James Gloyd
Georgia Institute of Technology
Discrete lattices employ individually manufactured unit cells which are assembled to form the final structure of the lattice; this differs from traditional lattice construction as monolithic entities. Doing so, the quality of the final structure is not significantly influenced by the scale of the structure since the constituent unit cells can be manufactured with the same precision regardless of overall structure scale, unlike most monolithic construction methods in which the likelihood of defects increases with scale. Moreover, since the unit cells are assembled after manufacture, the scale of the structure is not bound by the footprint of the equipment used, as is the case with most manufacturing. This scalability was demonstrated by the Coded Structures Laboratory (CSL) at NASA in multiple projects. Given the practicality and efficiency of manufacturing these systems, design and optimization of target structures becomes an interesting endeavor.
Tuning the elastic behavior of materials and structures provides the possibility for significant application weight savings since the mechanisms become integrated with the structure, that is the structure acts as both the load bearing system and the mechanization involved in operation. Some prior work demonstrated discrete lattices as aircraft wings, capable of warping to provide control authority instead of ailerons. These were developed using primitive heuristics based on trial and error with conventional finite element modeling.

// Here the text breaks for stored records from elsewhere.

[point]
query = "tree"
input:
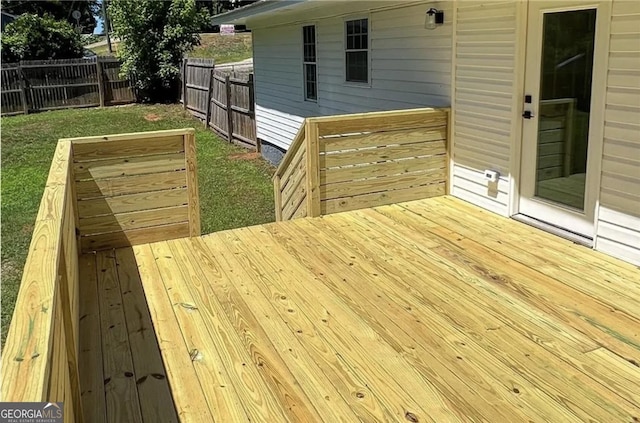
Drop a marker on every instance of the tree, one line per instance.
(31, 37)
(58, 9)
(154, 37)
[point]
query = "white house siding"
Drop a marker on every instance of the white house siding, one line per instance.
(277, 60)
(486, 90)
(618, 230)
(410, 67)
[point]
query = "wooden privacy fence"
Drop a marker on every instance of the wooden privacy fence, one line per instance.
(349, 162)
(223, 100)
(31, 86)
(101, 193)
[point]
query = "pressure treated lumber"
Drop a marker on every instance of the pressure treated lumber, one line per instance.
(431, 310)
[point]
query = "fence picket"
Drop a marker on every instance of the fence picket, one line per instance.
(224, 99)
(58, 84)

The goal of this project is to develop a direct method of obtaining a lattice structure which deforms in a prescribed manner when a given set of forces is applied. Obtaining the necessary structural configuration for desired deformation behavior allows engineers to perform optimizations on these designs, such as minimizing the mass or other useful goals. Such a method will allow faster and broader application of morphing discrete lattice technology in aerospace applications and beyond, to any application where form has a significant effect on function. From morphing chassis in terrestrial vehicles to space stations and satellites capable of dynamically changing their shape or compliant mechanisms in robotics, there is a wide breadth of potential applications and benefits for morphing discrete structures.
Modeling of discrete lattices, and indeed any discrete design, is accomplished by treating the individual unit cells or other building blocks as their own structural elements, and in this way the full structure can be easily modeled by an assembly of the repeating unit cell or cells, as done with finite element analysis. With such a model, the stiffness matrix for the entire discrete structure can be cast as a function of design variables relating to the components as an affine combination of the elements. This representation of the stiffness matrix allows implementation of structural optimization methods, so by choosing an objective function and applying optimization algorithms, a breadth of possible goals for the structure can be easily sought. Moreover, by rearranging the same affine combination, the structure’s displacements can be prescribed, which define a design space that guarantees the prescribed displacements are satisfied. Within such a design space, structural optimization methods can be used to obtain different structures depending on the desired purpose and goal of the discrete structure.